President Barack Obama has campaigned vigorously for a full public option. But he’s also said that he won’t draw a “line in the sand” over this point. On Tuesday, the White House issued a statement reiterating his support for a public plan.
“I am pleased by the progress we’re making on health care reform and still believe, as I’ve said before, that one of the best ways to bring down costs, provide more choices, and assure quality is a public option that will force the insurance companies to compete and keep them honest,” the president said in the statement. “I look forward to a final product that achieves these very important goals.”
While some have drawn lines in the sand, Rahm Emanuel gets it right. What is important is the final result and that solutions be offered to problems. Some on the left have concentrated too much on the path, threatening to vote against bills which achieve the desired goals if they do not do it in the manner they prefer.
If a perfect health reform bill was passed which imposed the necessary restrictions on insurance companies it would not be necessary to have a public plan. It might be argued that to demand a public plan is to be conceding that the health care legislation will not produce the needed reform.

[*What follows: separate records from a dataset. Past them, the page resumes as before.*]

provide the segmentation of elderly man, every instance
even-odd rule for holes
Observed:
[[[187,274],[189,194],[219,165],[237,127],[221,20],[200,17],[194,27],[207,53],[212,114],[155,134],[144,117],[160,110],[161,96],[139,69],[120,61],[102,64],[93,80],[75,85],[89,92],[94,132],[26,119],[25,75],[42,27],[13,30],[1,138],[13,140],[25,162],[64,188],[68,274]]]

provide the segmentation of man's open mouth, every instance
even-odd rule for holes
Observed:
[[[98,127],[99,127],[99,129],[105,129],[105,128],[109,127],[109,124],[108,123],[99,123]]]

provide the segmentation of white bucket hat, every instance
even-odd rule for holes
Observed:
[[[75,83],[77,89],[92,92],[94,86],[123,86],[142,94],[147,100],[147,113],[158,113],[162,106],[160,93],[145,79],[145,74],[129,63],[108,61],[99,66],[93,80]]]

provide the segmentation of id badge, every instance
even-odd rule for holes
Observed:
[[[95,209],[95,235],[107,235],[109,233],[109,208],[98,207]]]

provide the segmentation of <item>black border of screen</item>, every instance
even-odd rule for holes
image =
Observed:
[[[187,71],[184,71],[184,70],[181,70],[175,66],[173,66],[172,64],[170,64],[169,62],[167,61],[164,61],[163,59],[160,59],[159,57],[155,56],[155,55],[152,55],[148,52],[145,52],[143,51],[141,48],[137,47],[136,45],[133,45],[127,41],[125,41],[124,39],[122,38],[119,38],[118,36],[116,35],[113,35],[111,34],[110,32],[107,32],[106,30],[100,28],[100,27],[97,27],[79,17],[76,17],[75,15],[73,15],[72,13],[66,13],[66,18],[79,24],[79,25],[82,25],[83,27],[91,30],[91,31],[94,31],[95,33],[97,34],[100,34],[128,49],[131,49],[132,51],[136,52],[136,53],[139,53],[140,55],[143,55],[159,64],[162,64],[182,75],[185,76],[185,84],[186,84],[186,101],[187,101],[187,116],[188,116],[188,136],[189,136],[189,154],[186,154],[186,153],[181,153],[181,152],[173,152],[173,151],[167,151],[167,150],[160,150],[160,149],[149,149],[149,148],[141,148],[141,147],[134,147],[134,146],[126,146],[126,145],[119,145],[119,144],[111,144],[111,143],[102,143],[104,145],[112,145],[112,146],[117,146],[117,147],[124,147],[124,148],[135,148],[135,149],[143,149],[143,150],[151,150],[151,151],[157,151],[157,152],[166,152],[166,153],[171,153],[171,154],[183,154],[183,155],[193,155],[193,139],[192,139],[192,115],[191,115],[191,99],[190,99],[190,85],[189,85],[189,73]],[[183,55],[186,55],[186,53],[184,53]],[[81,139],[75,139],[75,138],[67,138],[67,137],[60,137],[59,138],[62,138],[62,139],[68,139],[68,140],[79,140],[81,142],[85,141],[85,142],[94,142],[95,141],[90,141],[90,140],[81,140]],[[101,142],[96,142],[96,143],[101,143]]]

Of course this is also a realistic position, knowing that there is a strong chance that insurance companies will find ways to circumvent regulations to maximize profits regardless of what laws are written.
Many liberal bloggers such as Ezra Klein question why any compromise is needed with the Democrats controlling the White House and both houses of Congress. If Congress can pass legislation which contains a public plan then this whole discussion of compromise becomes irrelevant. The reason that it does remain a matter of discussion is that it is not yet certain whether the Democrats will remain united to pass a bill with a public plan. Moderate Democrats might join the Republicans in voting against a public plan. It is then that we should remember Rahm Emanual’s stress on the goal rather than the path and still push for legislation which prevents insurance companies from denying coverage to those who need it in order to maximize profits.